Heute steht eine Mammut-Etappe von 37,5 Kilometern auf dem Programm - eine Strecke, bei der ich mir absolut nicht sicher bin, ob meine Füße das schon mitmachen. Deshalb entscheide ich mich für die pragmatische Lösung und folge Martas Rat vom Vorabend. Ich nehme den Zug von Santander nach Boo. Nach einer entspannten, zwanzigminütigen Fahrt liegen „nur“ noch etwa 25 Kilometer Fußweg vor mir. In Boo angekommen, erwartet mich direkt die erste Herausforderung. Wegen einer Baustelle ist der Camino umgeleitet. Ich folge den Schildern und Zeichnungen - ein Spiel, das ich aus Deutschland nur zu gut kenne.
Doch irgendwann beschleichen mich Zweifel, ob ich noch auf dem richtigen Weg bin. Mitten in diesem Moment der Orientierungslosigkeit taucht ein Mann auf, der die Umleitung perfekt in seiner App markiert hat. Es ist Miguel, ein Rentner aus Alicante, der bereits seinen fünften Camino läuft. Er ist in einem beachtlichen Tempo unterwegs, und ich gebe alles, um ihn nicht aus den Augen zu verlieren. Kurz darauf wendet sich das Blatt: Miguel übersieht eine Markierung, und nun bin ich es, die ihm den Weg zeigt. Ab diesem Moment gehen wir gemeinsam weiter. Wir plaudern ein wenig auf Spanisch, genießen es aber auch, einfach schweigend nebeneinander herzulaufen. In einem kleinen Ort trennen sich unsere Wege schließlich, als Miguel für einen Kaffee einkehrt und ich allein weiterziehe.
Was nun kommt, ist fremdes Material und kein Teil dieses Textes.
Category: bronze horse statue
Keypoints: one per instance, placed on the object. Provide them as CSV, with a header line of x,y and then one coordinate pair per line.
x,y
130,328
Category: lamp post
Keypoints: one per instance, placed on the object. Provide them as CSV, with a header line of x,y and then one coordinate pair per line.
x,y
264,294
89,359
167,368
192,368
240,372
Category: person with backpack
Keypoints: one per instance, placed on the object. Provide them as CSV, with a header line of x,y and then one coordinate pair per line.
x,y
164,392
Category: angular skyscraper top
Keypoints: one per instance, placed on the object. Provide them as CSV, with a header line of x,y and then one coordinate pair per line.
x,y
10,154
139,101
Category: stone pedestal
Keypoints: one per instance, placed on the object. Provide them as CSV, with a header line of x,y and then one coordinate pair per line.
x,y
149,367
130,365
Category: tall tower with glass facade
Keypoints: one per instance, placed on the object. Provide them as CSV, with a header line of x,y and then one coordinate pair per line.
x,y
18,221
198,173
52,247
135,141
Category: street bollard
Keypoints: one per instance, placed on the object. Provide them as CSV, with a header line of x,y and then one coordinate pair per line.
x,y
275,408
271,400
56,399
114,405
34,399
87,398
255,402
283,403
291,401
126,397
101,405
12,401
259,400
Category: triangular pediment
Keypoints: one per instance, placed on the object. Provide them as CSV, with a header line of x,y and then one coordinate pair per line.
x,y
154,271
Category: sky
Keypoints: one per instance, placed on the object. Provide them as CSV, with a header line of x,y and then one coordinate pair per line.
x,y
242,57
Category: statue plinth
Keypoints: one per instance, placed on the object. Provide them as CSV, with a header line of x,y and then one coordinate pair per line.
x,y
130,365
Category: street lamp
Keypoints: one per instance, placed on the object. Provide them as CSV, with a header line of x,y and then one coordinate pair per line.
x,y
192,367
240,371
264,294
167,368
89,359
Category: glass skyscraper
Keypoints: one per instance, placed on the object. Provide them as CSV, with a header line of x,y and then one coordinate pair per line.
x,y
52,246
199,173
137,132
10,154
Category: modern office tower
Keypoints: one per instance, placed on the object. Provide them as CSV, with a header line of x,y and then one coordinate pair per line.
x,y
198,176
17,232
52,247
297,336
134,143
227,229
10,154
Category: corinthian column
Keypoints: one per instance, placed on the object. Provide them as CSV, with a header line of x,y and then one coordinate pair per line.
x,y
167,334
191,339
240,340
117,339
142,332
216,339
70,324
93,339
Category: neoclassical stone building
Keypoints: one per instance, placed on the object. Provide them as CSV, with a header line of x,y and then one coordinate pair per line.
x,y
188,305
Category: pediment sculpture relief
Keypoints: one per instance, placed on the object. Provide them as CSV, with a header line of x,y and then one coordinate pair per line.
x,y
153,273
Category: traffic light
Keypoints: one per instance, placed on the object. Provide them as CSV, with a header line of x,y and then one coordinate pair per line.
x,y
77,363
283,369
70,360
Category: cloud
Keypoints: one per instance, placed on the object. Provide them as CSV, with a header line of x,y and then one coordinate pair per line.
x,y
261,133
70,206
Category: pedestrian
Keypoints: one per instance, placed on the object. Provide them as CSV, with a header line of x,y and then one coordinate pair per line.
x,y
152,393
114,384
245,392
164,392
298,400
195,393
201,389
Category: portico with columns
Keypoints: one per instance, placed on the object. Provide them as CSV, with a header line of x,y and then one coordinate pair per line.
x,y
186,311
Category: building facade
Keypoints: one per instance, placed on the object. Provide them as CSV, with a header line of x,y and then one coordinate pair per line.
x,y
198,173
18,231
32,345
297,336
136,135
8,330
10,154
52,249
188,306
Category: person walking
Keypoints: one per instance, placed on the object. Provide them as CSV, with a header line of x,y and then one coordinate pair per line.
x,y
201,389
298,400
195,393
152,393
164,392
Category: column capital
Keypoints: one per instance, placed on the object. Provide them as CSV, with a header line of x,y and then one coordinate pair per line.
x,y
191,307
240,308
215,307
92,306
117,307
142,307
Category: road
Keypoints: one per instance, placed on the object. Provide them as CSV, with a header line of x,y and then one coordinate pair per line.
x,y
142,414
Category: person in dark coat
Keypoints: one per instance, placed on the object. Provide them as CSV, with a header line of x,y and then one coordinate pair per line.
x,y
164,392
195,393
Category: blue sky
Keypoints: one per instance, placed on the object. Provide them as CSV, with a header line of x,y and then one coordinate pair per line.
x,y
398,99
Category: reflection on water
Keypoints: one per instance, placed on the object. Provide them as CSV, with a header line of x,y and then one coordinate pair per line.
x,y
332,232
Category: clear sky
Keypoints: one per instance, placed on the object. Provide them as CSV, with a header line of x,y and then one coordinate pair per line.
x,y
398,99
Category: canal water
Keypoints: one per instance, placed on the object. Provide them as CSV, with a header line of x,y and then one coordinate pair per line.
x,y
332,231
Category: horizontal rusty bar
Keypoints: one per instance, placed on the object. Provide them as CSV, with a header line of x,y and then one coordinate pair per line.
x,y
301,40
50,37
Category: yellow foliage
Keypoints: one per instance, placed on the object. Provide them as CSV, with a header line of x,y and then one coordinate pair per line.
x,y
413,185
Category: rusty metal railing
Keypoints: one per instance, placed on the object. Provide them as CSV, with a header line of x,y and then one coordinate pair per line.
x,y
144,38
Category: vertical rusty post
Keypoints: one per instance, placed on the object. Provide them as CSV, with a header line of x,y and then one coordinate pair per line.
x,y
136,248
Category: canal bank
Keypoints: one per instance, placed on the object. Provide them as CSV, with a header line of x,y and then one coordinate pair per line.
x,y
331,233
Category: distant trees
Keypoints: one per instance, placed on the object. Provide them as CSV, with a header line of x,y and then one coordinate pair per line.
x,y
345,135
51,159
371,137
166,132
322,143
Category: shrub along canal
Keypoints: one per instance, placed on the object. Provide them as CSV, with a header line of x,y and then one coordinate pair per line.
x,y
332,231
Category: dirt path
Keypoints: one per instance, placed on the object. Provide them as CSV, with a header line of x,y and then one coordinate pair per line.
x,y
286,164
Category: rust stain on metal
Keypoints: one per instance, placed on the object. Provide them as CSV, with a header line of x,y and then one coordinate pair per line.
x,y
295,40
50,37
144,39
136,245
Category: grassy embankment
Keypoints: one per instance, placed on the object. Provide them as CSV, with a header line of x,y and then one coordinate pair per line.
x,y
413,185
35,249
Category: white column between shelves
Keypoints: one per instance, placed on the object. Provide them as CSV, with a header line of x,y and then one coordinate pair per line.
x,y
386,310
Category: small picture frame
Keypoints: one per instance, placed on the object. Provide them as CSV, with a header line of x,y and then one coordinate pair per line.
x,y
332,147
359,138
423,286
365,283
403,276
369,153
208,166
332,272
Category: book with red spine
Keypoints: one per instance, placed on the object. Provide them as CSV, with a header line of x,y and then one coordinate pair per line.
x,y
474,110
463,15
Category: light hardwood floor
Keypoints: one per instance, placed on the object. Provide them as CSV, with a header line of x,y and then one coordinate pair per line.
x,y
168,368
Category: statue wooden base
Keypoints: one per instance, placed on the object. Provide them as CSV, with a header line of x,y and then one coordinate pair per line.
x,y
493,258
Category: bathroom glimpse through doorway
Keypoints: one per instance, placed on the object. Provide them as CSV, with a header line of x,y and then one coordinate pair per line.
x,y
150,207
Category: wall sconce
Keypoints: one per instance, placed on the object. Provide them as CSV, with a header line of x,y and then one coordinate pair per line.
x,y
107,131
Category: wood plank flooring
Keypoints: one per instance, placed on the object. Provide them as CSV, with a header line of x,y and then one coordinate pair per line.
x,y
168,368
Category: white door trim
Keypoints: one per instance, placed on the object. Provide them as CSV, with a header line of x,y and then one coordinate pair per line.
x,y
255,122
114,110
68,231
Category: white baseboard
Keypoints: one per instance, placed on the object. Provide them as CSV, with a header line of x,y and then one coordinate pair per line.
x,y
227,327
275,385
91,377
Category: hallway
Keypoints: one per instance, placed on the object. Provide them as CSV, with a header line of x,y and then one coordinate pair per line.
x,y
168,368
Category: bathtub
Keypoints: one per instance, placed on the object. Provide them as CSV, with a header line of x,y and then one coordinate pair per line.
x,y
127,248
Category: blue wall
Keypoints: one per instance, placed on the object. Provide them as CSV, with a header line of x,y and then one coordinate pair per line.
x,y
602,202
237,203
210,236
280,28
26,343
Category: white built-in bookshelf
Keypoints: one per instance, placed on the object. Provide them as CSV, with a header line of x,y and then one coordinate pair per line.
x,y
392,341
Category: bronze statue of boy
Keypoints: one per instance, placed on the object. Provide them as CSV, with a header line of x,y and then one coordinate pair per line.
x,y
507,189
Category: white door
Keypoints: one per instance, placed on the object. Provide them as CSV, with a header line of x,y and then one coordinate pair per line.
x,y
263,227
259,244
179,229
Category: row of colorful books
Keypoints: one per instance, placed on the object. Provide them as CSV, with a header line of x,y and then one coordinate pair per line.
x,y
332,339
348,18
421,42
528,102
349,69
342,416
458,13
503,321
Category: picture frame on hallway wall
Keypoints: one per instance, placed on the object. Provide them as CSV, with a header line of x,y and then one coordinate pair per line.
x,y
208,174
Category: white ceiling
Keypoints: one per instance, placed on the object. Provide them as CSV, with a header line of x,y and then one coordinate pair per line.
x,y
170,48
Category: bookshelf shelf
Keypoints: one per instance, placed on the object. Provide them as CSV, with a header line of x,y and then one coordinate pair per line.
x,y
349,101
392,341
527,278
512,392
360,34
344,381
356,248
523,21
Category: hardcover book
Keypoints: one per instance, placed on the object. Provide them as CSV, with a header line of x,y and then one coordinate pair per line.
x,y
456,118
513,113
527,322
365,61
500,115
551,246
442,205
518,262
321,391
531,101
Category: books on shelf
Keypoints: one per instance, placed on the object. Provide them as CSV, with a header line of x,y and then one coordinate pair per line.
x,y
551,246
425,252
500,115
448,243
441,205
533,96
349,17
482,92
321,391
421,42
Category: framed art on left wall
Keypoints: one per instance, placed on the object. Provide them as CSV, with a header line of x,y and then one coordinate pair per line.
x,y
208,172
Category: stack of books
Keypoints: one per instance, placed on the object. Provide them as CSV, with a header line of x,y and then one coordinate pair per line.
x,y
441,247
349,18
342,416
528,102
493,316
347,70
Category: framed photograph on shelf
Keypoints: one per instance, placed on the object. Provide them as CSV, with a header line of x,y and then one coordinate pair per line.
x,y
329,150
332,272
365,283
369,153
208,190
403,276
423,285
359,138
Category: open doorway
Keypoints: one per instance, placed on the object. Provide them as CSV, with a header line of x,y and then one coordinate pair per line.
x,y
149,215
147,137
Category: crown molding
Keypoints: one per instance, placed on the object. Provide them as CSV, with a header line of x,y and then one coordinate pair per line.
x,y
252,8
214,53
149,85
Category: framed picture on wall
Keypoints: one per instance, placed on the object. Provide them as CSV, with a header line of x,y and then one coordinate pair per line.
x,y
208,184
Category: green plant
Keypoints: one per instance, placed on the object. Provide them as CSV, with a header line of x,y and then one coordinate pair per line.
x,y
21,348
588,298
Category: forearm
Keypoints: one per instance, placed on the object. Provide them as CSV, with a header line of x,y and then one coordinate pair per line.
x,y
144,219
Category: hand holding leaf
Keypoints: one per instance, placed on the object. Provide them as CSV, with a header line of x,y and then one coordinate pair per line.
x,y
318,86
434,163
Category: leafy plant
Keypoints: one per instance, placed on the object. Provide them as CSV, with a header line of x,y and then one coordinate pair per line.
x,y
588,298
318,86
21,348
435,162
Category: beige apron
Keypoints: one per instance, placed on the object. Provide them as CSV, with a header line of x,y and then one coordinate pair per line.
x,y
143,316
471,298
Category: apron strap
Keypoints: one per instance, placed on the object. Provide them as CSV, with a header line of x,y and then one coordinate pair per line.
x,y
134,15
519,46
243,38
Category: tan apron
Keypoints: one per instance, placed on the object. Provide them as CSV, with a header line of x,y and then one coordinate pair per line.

Der restliche Weg ist heute leider ziemlich eintönig. Meistens führt er direkt am Seitenstreifen einer Bundesstraße entlang, mal durch Industriegebiete, mal durch kleine Dörfer. Es ist streckenweise wirklich frustrierend, wenn ein Abschnitt landschaftlich so wenig bietet. Umso schöner ist die Ankunft in Santillana del Mar. Mein Quartier ist ein ehemaliges Kloster aus dem 18. Jahrhundert, und das Dorf selbst ist mit seinen gut erhaltenen mittelalterlichen Gassen einfach traumhaft schön. Obwohl ich sonst nach der Ankunft eher auf Sightseeing verzichte, reibe ich meine Füße heute dick mit Voltaren ein und mache mich doch noch einmal auf den Weg ins Zentrum.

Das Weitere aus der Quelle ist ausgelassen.